Wednesday, July 18, 2012


Day 8 Gold in Fairbanks


Fur coat with sunshine ruff
We started the day on the paddlewheeler Discovery traveling down the Chena River.  They arrange demonstrations along the way so you get to see a float plane take off and land and a dog mushing demonstration at Susan Butcher’s place.  Dog mushing is definitely the “un-official” sport of Alaska and Susan Butcher won the Iditarod four times in a five year span in the late 80’s.  She was so popular that they have Susan Butcher Day in Alaska and they sell t-shirts that read “Alaska: Where men are men and women win the Iditarod!” 

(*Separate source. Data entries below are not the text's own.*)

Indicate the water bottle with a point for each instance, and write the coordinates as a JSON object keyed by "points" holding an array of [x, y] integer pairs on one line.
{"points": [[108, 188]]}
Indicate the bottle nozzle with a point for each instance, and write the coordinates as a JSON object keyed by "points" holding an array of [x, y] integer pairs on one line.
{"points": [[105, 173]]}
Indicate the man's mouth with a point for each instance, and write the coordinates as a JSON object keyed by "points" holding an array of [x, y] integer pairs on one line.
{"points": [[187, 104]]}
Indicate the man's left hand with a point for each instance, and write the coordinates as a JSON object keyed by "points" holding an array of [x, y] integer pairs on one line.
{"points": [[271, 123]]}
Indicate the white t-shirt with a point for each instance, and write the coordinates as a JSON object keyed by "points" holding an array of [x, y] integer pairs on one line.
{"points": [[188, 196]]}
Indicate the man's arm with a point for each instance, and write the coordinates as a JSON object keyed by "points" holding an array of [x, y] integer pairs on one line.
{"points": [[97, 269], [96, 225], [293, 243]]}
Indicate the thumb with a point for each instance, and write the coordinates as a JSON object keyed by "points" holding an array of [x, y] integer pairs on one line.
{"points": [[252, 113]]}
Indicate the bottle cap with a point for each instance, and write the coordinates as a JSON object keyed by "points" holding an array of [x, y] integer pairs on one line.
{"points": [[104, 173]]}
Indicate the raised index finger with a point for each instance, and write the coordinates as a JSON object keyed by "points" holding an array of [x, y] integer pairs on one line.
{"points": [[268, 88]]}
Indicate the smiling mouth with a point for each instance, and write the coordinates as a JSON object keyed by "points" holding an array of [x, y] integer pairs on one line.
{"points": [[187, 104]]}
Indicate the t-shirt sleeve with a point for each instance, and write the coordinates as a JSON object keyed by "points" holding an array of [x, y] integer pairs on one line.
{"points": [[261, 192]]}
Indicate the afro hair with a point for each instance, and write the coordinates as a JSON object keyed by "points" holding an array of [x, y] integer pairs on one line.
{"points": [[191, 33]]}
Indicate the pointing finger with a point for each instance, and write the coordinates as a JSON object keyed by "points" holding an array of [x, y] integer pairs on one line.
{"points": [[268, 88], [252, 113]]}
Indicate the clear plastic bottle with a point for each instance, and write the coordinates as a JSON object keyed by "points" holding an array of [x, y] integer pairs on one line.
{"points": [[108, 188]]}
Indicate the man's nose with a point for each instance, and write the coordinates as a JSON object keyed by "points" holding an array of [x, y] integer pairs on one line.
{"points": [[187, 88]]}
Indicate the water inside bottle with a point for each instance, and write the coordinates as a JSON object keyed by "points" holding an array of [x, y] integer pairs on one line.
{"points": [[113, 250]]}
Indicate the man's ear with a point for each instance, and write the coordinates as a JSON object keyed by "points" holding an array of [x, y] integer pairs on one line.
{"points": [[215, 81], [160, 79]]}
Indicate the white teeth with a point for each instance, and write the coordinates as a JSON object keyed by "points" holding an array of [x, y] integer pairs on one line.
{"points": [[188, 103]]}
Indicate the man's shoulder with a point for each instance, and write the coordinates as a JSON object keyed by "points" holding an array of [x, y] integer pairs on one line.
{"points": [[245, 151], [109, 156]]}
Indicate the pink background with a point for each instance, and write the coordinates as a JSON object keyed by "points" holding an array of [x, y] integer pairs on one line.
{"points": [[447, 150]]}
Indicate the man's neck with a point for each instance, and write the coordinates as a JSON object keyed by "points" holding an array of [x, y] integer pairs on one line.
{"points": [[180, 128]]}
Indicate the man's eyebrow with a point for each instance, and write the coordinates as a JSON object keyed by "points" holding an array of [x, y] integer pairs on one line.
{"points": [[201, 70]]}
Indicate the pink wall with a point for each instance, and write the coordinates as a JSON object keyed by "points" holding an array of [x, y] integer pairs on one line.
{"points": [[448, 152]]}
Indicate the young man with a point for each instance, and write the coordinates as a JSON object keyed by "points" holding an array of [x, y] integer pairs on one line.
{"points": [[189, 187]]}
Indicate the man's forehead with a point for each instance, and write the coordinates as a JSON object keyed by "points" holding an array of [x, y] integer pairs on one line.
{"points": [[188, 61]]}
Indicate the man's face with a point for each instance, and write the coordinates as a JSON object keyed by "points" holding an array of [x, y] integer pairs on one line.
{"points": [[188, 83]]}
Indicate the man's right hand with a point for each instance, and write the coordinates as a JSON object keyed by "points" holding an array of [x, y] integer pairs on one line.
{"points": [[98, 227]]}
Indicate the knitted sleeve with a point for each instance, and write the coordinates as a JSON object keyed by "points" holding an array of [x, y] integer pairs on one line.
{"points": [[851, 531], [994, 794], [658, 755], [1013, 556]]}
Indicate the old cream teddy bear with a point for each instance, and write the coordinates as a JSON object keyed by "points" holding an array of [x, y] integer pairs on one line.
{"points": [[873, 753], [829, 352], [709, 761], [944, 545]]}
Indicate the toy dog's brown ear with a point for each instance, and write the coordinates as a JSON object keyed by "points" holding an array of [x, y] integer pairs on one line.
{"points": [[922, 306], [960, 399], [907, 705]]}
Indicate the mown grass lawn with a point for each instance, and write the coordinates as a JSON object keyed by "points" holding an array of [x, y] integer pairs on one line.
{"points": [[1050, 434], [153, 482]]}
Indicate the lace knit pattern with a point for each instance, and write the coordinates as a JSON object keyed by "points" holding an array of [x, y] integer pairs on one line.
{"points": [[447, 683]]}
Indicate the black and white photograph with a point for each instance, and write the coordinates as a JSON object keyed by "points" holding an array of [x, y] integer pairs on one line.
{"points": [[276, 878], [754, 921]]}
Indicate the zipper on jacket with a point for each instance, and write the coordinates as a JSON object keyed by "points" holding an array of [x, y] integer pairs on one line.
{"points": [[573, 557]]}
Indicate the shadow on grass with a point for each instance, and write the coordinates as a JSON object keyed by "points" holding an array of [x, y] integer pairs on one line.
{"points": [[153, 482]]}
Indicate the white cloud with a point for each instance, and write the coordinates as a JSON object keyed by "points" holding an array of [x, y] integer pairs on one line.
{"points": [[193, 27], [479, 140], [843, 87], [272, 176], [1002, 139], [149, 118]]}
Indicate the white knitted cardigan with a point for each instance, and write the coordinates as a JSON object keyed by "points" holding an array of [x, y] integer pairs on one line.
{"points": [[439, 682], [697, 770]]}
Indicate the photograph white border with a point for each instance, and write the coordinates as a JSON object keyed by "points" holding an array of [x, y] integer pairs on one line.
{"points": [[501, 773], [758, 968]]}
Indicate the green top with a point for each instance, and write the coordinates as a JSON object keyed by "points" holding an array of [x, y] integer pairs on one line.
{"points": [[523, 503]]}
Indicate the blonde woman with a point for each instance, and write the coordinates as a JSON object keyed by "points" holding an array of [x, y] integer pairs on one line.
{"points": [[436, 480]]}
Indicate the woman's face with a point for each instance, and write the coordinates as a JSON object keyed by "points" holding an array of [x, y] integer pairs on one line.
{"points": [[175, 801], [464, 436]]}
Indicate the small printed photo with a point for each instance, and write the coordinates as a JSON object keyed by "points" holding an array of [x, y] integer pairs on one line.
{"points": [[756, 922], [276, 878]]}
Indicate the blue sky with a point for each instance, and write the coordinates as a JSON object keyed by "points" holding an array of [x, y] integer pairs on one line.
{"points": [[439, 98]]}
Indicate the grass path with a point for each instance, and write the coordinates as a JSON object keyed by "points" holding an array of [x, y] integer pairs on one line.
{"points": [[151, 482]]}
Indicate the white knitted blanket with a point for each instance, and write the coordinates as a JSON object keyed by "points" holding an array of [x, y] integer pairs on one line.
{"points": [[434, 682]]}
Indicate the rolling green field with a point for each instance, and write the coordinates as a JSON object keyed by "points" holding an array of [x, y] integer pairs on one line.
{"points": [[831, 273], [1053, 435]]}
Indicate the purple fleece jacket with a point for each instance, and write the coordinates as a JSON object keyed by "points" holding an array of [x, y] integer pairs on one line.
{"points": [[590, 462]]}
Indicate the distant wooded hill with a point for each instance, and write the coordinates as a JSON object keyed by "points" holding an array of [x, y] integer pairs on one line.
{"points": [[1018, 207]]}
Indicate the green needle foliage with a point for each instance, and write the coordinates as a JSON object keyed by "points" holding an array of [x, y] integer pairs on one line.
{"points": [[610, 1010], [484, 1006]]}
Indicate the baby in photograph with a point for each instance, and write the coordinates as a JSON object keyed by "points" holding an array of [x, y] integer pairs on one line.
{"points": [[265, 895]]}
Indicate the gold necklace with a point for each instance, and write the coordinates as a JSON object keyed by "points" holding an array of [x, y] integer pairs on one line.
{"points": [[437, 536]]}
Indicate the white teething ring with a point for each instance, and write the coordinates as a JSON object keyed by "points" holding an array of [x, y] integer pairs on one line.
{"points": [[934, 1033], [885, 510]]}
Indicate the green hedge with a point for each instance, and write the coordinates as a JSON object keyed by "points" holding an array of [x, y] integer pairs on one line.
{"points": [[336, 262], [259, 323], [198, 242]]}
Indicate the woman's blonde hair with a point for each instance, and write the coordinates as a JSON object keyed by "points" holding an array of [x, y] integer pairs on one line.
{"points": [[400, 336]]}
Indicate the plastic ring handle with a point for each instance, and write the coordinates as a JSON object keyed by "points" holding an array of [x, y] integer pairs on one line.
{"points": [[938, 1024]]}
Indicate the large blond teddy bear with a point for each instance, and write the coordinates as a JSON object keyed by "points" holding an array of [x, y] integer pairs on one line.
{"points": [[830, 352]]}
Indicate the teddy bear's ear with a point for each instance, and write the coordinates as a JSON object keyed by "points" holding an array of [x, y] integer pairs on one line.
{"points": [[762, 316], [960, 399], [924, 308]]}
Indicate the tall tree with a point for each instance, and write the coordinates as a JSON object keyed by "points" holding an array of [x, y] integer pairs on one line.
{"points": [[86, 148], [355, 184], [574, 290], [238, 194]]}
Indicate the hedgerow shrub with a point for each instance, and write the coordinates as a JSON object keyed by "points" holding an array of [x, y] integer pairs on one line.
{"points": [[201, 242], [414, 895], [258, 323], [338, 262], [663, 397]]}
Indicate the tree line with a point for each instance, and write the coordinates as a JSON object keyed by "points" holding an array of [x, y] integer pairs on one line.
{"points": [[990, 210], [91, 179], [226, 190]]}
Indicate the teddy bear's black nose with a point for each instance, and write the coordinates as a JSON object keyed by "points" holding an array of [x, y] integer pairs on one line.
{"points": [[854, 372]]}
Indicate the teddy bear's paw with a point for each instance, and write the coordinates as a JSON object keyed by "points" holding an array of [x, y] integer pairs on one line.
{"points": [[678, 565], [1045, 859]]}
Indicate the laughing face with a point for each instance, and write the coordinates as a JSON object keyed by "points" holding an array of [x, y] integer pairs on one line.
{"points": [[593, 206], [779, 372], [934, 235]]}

We stopped at a Chena Indian Village along the river where they have a Athabascan Fish Camp replica set up and saw how they caught the salmon in a fish wheel and how they smoked it to preserve it.  The Athabascan are a tribe up here in central Alaska.  They also gave talks about how the Indians (doesn’t seem to be a bad word up here) made clothing from hides and built their log cabins with sod roofs.  I know it all sounds a bit contrived, but they have some Indian girls who are attending University of Alaska at Fairbanks give the talks and they made it interesting and fun.


Jeanne's Gold Strike!
After that we went to Gold Dredge #8 for a tour of how they used to dredge for gold  in Fairbanks.  It is a bit too complicated to describe in the blog, but they processed tons of rocks just to get tiny gold flakes that are 20 to 30 feet under a permafrost layer.  This eventually became unprofitable and they closed the dredge in 1959.  However luckily for us, you can do some panning for gold at the end of the tour and both Jeanne and I found gold.  She found $10 worth and I found $20 (not that there was a competition, just saying).


After a dinner of caribou steak sandwiches, we drove around some.  Fairbanks is technically in a desert and it gets less rain than Phoenix, but it has rained some both days we were here so I don’t know about that.  It is the northern-most point on our trip and gets some of the most extreme weather – high of 90 in the summer and low of -50 in the winter is typical.  After driving to the North Pole (actually south from here) to see Santa’s Workshop, we drove though downtown Fairbanks (four square blocks) and up to the University of Alaska Fairbanks campus, which has a good view of the Alaska range and Denali more than 100 miles in the distance.  Fairbanks is also a very good spot to view the northern lights but it is too bright in the summer.  Sundown today was 11:47 pm but it remains reasonably light through the night until sunrise at 4:08 am.